Real estate industry thrives with projects outside Metro Manila

Real estate industry thrives with projects outside Metro Manila

CB Richard Ellis (CBRE) Philippines officials pose after the briefing on the state of the Philippine real estate industry in Shangri-La Hotel last June 2. From left: Director of Corporate Agency and Brokerage Department Morgan McGilvray; Chairman and Founder Rick Santos; Research Manager Alria Ventanilla; Associate Director for Investment Properties and Capital Markets Department Kash Salvador; and Senior Director of Global Research and Consultancy Jan Custodio.

by Vanne Elaine Terrazola, Manila Bulletin

June 6, 2016 (updated)

Global property consultant CB Richard Ellis (CBRE) Philippines said decentralization may come easy for the incoming administration as the business processing outsource (BPO) industry has started the move, already driving developments for the country’s real estate sector.

Metro Manila has long been known as the country’s center of development, said CBRE Philippines Founder and Chairman Rick Santos.

During a briefing in Makati last Thursday, Santos boasted that the real estate industry has grown at a faster rate as investments in areas outside Metro Manila are significantly rising year by year. Areas such as in Laguna, Cavite in the south; Bulacan and Pampanga in the north; Cebu, Bacolod, and Iloilo in the Visayas; and Davao, Cagayan de Oro, and Zamboanga in Mindanao are gaining investments for their economic potential, Santos said.

“Developments in these secondary sites were initially limited to the local developers. Over the past several years, the national developers started to enter these sites on a growing scale,” he said.

‘Thanks to the BPO sector’

While CBRE Philippines lauded President-elect Rodrigo Duterte’s promise of inclusive growth by a decentralized system of governance, the BPO sector, they said, is already leading the way in its process.

The demand for office spaces increases outside major central business districts (CBDs) in the metro, mostly from multinational companies from the BPO industry, Santos said.

The Philippines, according to the CBRE, had become one of the most preferred destination for BPOs of American and European companies, lining up with top outsourcing countries India, Malaysia, China, Mexico and Poland.

Santos said BPO revenues have been growing at a rate of 17 percent annually and accounted for 7.5 percent of the country’s Gross Domestic Product in 2015.

“The country’s educated young labor force, low cost of labor, notable customer service, low rental rate and high yield rate stand to provide a thriving environment for foreign investors,” Santos said.

Demand for office spaces

Premium office spaces in major CBDs such as Ayala, Makati and Bonifacio Global City in Taguig have already marked record sales.
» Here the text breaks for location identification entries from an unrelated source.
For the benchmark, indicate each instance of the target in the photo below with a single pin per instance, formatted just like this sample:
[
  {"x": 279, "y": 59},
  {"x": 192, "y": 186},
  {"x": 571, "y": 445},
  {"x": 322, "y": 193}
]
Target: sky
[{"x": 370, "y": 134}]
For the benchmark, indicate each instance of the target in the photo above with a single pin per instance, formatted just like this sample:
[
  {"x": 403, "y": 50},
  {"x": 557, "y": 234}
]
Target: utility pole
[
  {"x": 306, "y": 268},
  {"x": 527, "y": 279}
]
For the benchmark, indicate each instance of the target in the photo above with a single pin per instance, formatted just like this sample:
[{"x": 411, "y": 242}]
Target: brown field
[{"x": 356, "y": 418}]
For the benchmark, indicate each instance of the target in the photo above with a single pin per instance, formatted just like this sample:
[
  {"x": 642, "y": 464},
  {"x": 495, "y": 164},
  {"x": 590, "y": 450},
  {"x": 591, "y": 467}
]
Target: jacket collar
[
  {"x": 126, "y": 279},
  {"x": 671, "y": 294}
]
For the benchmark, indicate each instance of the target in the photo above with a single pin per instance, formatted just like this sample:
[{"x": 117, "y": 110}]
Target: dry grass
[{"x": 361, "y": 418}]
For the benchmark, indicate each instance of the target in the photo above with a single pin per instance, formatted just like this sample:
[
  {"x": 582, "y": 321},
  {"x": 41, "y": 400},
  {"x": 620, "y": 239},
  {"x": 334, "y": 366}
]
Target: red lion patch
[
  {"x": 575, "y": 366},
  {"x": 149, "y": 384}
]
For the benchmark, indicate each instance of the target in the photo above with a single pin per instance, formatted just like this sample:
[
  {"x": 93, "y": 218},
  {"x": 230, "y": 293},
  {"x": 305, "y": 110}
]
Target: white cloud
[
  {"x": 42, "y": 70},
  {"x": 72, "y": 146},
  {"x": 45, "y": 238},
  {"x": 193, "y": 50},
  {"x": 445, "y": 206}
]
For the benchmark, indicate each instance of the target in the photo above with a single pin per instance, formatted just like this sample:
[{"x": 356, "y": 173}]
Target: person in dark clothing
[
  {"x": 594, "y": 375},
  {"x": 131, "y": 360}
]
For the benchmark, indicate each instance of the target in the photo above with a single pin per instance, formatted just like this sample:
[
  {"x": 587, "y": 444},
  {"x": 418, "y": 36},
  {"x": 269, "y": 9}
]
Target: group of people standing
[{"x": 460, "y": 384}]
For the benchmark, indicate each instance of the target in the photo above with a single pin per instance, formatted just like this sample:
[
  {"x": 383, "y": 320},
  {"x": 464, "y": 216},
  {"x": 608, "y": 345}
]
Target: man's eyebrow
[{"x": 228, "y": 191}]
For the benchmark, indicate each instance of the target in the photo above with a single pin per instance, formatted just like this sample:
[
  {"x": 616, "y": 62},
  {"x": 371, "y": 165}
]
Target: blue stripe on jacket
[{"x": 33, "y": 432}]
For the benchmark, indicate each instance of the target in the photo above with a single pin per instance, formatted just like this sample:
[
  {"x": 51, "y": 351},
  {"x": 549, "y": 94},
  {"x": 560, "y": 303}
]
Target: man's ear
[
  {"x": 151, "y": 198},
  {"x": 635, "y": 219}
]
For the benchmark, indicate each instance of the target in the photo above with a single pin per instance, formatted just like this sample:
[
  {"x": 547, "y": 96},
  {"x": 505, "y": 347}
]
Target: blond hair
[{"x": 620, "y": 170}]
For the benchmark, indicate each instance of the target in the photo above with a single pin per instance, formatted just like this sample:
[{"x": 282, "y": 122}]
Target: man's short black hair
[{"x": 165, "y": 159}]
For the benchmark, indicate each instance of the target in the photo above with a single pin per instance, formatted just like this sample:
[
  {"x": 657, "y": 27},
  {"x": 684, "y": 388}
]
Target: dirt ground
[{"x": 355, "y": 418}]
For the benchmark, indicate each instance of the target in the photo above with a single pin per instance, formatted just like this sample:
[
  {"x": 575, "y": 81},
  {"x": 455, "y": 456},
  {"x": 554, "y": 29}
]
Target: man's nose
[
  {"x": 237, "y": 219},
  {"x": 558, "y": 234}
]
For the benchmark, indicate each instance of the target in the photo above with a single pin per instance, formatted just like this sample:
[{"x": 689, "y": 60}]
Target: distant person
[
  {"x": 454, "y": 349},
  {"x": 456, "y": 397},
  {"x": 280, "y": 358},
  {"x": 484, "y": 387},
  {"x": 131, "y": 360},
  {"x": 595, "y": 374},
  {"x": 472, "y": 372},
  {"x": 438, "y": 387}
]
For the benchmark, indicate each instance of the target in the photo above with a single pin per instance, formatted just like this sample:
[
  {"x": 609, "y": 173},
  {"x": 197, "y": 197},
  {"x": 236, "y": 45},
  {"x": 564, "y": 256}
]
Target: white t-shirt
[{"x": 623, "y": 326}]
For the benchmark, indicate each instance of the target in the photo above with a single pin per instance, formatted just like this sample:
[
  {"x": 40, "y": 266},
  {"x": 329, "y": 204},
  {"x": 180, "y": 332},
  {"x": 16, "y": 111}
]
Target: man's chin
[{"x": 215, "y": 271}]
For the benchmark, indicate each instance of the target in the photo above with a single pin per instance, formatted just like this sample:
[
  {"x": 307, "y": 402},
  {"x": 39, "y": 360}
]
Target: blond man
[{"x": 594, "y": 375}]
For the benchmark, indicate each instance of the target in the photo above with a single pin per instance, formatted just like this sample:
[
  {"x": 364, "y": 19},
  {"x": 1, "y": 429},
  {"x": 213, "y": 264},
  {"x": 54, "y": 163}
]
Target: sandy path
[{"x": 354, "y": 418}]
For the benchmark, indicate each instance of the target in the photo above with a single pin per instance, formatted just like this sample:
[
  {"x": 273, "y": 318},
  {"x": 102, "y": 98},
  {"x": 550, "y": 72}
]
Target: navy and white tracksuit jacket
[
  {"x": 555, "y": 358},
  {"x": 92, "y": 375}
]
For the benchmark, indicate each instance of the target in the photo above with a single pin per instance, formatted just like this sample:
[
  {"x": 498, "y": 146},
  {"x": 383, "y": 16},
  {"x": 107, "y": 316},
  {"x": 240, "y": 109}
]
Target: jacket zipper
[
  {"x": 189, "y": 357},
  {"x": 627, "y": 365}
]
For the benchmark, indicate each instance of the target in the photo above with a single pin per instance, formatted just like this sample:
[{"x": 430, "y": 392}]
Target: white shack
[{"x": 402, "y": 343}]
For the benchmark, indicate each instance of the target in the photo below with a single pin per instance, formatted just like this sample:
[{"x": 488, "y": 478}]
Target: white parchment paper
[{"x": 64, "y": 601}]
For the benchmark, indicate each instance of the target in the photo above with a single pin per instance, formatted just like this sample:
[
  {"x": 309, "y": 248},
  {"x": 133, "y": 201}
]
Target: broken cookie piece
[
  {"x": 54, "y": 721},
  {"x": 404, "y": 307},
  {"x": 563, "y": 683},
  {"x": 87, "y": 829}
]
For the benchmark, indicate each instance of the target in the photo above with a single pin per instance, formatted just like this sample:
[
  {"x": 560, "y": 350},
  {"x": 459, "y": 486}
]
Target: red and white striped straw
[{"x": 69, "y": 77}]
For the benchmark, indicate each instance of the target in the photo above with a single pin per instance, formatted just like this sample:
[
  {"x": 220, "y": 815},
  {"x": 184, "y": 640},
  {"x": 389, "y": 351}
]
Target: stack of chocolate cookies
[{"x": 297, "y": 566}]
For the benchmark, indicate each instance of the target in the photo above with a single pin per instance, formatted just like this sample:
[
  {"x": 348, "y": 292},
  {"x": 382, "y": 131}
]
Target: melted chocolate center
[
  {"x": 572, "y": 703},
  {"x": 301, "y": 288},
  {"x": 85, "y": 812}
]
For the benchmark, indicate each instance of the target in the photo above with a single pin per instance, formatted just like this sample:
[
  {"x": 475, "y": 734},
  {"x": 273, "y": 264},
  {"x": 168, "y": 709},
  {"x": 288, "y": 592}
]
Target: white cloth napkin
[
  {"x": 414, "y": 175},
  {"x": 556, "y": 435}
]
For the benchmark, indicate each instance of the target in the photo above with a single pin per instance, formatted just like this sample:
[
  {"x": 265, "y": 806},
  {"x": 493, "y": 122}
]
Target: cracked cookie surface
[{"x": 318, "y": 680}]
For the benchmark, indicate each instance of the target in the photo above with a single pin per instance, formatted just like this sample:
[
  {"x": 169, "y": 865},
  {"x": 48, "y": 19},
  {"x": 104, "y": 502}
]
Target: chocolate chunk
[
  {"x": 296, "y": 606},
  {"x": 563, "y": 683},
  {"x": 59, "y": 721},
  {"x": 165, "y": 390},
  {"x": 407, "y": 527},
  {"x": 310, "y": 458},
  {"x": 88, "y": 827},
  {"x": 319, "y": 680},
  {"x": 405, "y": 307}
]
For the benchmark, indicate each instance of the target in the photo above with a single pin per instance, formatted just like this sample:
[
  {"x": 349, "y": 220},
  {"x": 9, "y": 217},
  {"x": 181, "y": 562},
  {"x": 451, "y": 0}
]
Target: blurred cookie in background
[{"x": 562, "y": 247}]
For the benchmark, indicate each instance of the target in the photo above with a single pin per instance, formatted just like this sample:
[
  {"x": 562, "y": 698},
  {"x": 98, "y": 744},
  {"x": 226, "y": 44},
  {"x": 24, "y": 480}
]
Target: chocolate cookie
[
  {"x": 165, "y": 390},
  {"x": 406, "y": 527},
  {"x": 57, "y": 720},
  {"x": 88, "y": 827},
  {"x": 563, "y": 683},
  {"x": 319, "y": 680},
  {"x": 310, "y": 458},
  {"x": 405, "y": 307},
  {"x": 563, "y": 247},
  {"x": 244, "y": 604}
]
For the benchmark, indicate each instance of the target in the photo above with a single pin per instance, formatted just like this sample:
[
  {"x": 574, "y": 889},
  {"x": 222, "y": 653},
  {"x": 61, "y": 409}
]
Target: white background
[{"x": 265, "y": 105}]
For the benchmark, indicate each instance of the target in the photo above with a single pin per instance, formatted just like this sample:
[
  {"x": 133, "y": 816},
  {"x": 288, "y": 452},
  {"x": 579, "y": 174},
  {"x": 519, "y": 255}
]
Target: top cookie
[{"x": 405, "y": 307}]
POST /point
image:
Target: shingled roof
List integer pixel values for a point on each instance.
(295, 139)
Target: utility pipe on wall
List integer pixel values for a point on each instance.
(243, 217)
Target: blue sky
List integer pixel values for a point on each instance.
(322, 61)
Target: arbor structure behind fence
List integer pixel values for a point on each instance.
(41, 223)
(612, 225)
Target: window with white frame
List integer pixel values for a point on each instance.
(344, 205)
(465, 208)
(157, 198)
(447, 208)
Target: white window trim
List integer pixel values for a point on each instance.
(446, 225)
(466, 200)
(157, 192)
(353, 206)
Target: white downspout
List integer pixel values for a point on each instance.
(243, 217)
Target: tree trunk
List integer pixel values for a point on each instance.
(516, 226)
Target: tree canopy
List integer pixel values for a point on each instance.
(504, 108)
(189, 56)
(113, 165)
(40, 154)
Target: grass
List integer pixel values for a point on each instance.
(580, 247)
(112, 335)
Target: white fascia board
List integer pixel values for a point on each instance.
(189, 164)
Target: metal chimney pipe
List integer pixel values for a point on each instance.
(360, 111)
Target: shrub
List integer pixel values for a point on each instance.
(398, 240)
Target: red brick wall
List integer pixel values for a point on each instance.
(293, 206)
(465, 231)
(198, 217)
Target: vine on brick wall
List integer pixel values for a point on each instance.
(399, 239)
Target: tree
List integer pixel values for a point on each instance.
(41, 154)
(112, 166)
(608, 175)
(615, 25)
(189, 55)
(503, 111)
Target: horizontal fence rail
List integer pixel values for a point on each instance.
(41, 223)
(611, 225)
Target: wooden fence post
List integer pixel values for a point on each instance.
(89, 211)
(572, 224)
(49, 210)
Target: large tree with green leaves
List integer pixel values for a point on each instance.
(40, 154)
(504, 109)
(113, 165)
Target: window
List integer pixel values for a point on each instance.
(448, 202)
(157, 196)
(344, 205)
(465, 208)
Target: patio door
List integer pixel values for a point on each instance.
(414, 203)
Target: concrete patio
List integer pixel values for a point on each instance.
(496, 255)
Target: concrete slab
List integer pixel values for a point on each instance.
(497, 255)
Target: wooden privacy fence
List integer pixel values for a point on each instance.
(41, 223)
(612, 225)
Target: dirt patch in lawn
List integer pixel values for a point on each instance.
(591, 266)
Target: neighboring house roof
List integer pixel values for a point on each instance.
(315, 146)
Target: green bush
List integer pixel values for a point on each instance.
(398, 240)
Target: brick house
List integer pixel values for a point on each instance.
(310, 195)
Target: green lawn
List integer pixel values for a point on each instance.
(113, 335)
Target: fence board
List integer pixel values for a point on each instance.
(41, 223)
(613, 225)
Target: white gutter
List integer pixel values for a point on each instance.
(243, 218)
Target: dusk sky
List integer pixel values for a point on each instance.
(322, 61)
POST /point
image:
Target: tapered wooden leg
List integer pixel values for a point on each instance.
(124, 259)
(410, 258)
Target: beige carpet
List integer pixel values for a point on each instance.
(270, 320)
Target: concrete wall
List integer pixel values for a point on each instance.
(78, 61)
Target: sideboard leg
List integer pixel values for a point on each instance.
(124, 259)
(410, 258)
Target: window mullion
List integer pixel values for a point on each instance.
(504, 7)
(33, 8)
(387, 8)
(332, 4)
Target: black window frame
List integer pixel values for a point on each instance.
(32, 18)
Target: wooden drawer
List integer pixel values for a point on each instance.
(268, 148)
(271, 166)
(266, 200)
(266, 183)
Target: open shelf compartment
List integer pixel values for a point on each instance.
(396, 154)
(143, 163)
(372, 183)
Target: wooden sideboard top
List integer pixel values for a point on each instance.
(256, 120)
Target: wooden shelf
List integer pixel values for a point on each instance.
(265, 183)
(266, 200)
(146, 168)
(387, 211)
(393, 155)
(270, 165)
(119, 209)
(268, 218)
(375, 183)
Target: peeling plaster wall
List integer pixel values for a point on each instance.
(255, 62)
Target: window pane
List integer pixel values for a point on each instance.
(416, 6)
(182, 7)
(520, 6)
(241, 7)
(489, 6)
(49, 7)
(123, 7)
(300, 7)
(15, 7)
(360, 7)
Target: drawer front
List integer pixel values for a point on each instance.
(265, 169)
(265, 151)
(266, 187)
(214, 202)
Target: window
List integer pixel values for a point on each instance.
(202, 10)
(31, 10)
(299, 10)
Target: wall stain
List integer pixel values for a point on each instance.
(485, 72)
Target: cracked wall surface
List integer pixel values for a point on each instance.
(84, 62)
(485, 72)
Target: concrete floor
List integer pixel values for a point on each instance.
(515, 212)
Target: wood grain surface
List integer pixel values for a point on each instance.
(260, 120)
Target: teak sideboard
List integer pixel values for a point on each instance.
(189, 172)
And while they may experience tight supply today, especially in Makati, Santos said their office markets are expected to grow more within the next two to three years despite increasing costs.

Businesses are also renting out in alternative office districts such as Alabang, Quezon City and pocket developments such as those in Ortigas and C5 area in Pasig, and the bay area in Manila as rents in the key office districts continue to go up.

BPO companies, Santos stated, are also becoming more aware of the advantages of expanding outside the capital region.

While more than 70 percent of BPO jobs are located in Metro Manila, Santos said that seven of 100 outsourcing destinations of known consultancy firm Tholons are outside, indicating the readiness of other regions for BPO development.

“Companies are locating outside Metro Manila where there is more untapped labor and where they have less competition and limited poaching. These destinations have significantly lower rents brought by the lower cost of land and labor, thus making them cost-effective expansion sites,” said the CBRE Philippines chair.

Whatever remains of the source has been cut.